Unione politica federale, subito
L’accelerazione impressa alla storia dalla mossa di Putin comporta per l’Unione europea, come prima cosa, la necessità di abbandonare completamente l’illusione che in un momento del genere sia sufficiente cercare di migliorare il proprio sistema attuale, magari con ritocchi che aumentino l’efficacia del coordinamento intergovernativo, o con iniziative circoscritte a settori specifici, come quelli oggi più evocati, tipo l’unione dell’energia o della difesa. Il pericolo che stiamo affrontando richiede piuttosto che si capisca che dobbiamo fare il salto politico per realizzare l’unità federale. Lo dobbiamo fare per due ragioni fondamentali: perché altrimenti questo sistema europeo, in cui siamo ancora divisi economicamente e politicamente, si spezzerà sotto i colpi della nuova situazione internazionale caratterizzata dal conflitto di potenza (per la divergenza degli interessi economici, di quelli geopolitici, per la fragilità delle nostre democrazie nazionali); e perché il nazionalismo è tornato a portare la guerra sul nostro continente, e se non vogliamo che vinca, dobbiamo creare istituzioni che non siano intaccabili da questa malattia, ma, viceversa, rappresentino un modello alternativo, anche per il resto del mondo.
Per questo la fase finale dei lavori della Conferenza sul futuro dell’Europa che si svilupperà nei prossimi due mesi diventa ancora più fondamentale. Il dibattito e lo spirito che sono emersi dalle consultazioni e dai confronti in seno alla Conferenza – prendendo in considerazione la Piattaforma digitale on line, i Panel dei cittadini, le loro raccomandazioni, i gruppi di lavoro tematici della Plenaria – fanno emergere un’esigenza chiara di riforma dei Trattati per costruire una solida democrazia europea e per dare all’UE capacità di agire. Questa esigenza deve riflettersi chiaramente nelle Conclusioni della Conferenza, che deve affidare alle istituzioni europee che le prenderanno in carico un mandato chiaro per aprire un processo di riforma dei Trattati che risponda alle esigenze profonde che emergono dalle richieste dei cittadini europei; richieste che la sfida esistenziale posta all’UE dall’aggressività di Putin rende ancora più urgenti. Nessuna delle quattro componenti istituzionali della Conferenza (Consiglio, Commissione europea, Parlamento europeo, Parlamenti nazionali) – che con l’attuale regolamento è dotata di fatto di un potere veto sui punti da riportare nelle Conclusioni della Conferenza – dovrà potersi permettere di essere così irresponsabile da negare la forza del messaggio politico uscito dalla Conferenza, cercando di bloccare il processo di riforma che così tanti chiedono.

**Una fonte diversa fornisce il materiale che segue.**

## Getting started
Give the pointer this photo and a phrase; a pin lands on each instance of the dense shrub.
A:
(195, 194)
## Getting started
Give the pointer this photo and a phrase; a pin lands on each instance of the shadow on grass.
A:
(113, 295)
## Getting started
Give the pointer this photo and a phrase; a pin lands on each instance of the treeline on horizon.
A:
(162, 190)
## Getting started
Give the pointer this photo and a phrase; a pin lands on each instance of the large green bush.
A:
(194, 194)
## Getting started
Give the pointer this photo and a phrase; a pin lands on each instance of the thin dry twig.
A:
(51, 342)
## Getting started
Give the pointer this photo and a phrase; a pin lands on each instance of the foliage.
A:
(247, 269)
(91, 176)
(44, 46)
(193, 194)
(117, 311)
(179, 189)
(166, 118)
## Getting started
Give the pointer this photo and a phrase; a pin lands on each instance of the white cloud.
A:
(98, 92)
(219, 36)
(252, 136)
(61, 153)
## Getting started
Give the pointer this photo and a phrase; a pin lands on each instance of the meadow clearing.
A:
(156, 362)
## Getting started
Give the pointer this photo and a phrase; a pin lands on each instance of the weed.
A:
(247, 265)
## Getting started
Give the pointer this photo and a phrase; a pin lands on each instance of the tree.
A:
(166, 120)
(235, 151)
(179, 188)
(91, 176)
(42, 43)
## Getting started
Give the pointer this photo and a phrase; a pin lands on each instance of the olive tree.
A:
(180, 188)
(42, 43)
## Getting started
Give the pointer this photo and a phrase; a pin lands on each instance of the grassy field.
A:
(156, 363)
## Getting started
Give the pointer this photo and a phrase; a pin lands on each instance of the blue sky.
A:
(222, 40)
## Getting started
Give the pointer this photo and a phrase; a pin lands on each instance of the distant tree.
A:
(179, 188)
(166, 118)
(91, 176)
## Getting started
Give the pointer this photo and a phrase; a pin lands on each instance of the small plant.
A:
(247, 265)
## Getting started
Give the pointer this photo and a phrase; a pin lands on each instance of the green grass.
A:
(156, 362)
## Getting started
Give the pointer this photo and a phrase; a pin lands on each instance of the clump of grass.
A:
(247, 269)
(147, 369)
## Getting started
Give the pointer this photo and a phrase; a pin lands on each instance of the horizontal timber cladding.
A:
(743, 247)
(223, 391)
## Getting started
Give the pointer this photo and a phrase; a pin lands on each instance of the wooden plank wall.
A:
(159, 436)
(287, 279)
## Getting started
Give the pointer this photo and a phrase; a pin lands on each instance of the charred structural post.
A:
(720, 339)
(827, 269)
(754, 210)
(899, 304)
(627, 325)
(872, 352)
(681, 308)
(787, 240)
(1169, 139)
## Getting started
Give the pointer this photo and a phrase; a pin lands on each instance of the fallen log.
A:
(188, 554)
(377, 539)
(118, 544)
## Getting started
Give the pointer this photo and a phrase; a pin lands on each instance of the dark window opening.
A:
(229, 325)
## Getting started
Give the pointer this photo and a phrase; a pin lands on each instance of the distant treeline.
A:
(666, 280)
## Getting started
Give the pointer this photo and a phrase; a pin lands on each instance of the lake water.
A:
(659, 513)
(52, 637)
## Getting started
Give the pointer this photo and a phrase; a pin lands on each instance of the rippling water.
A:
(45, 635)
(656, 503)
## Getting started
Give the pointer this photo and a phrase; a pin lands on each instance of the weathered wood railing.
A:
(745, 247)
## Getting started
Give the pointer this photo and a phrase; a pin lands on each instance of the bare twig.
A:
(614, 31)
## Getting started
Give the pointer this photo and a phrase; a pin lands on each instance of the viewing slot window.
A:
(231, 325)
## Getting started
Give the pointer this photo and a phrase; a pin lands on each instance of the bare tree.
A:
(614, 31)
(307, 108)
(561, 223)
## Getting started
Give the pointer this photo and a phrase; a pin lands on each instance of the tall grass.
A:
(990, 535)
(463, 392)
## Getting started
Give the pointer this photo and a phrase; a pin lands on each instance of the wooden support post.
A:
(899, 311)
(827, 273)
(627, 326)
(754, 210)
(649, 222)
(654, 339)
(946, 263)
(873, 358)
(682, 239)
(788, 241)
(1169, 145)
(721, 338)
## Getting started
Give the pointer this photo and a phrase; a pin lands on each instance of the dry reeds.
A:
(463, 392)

Come federalisti, abbiamo appositamente costruito la visibilità, grazie alla nostra campagna, attorno alle proposte concrete per far nascere un’unione politica federale, e alimentato il dibattito, creando anche uno zoccolo importante di consenso. La battaglia per l’unione politica federale, che sarà sicuramente durissima, parte però da posizioni molto avanzate, nel quadro favorevole offerto dalla Conferenza.
Per l’Unione europea è il tempo dell’azione, e spetta in primis a noi federalisti ricordare ai nostri rappresentanti politici che la storia non aspetta l’Europa; e la guerra in Ucraina, nel cuore del nostro continente, ci dice quale treno della storia è ormai partito.